По привычке Лазейкин промахнул бы и письмо от студии «60 метров», но глаз зацепился за вложенный файл. Лазейкин рассеянно ткнул фамнейл, ожидая самосвального текста от собратьев по профессии и несчастью. Документ медленно развернулся, и Лазейкин выронил изо рта сигарету. Судорожно постряхивал пепел с футболки и несколько раз пробежал глазами кривой скан.
Роль! Лазейкин вернулся к письму. Студия просила ознакомиться со словами и прибыть на прослушивание. Дату и время Лазейкин от волнения сразу не запомнил. Нормально читались реплики только одного персонажа – девушки по имени Реза.

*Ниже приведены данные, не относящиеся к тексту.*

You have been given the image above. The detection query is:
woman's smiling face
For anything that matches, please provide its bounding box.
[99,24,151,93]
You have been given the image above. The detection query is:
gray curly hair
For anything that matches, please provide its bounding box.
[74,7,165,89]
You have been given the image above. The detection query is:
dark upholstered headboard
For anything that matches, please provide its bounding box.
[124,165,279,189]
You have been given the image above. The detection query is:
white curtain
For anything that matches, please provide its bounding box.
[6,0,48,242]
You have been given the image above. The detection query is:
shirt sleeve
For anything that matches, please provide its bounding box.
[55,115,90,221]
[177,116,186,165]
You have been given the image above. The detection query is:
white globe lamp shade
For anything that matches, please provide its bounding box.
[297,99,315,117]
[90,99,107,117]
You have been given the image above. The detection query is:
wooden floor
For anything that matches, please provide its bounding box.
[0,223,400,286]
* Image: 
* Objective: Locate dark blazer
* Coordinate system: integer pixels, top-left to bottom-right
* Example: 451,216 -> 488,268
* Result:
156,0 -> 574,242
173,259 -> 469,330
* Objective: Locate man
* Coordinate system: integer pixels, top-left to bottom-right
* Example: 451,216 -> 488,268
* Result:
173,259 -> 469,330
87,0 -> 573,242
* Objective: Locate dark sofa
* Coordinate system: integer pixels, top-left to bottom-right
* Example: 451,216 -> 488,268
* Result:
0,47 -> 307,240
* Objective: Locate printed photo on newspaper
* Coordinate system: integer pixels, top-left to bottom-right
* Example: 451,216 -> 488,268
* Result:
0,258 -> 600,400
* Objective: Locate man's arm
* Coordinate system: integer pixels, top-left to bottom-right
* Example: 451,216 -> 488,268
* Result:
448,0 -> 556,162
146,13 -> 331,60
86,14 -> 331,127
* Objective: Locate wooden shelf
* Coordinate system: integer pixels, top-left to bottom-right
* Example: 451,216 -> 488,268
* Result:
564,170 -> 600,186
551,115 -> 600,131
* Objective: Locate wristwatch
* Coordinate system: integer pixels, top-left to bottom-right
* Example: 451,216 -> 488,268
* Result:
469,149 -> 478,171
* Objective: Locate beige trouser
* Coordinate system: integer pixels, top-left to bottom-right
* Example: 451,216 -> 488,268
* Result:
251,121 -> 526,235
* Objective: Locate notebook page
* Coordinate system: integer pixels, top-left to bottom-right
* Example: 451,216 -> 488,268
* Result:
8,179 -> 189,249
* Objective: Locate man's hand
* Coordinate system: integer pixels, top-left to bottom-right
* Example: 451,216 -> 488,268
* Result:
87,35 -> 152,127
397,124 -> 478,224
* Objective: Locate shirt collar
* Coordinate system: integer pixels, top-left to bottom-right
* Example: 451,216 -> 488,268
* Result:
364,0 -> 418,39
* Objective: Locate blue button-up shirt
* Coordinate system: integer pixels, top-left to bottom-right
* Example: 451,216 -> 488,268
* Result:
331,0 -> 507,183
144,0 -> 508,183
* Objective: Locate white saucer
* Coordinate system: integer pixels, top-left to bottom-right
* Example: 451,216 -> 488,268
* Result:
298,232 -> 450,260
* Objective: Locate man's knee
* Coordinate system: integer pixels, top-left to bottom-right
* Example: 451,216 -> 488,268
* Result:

Слова её визави Николая частью не пропечатались, частью не отсканировались, а концовка короткой сцены попросту попала под посторонний лист с пугающей резолюцией: «Отказать».
– Аллё! Здравствуйте! – Лазейкин набрал номер из реквизитов в конце письма и представился. – У меня не все слова роли видны, – затараторил он, подбирая лаконичные формы, – то есть реплики видны, но не все…
– Вы не придёте на прослушивание? – в женском голосе слышалась надежда.
– Приду-приду, – испугался Лазейкин. – Обязательно! До встречи!
Осознание близости провала выступило холодным потом на лбу. Лазейкин резко выдохнул и выволок на середину комнаты три картонных короба с костюмами. Перечитал реплики своей героини и разворошил залежи юбок, блузок и прочих женских туалетов.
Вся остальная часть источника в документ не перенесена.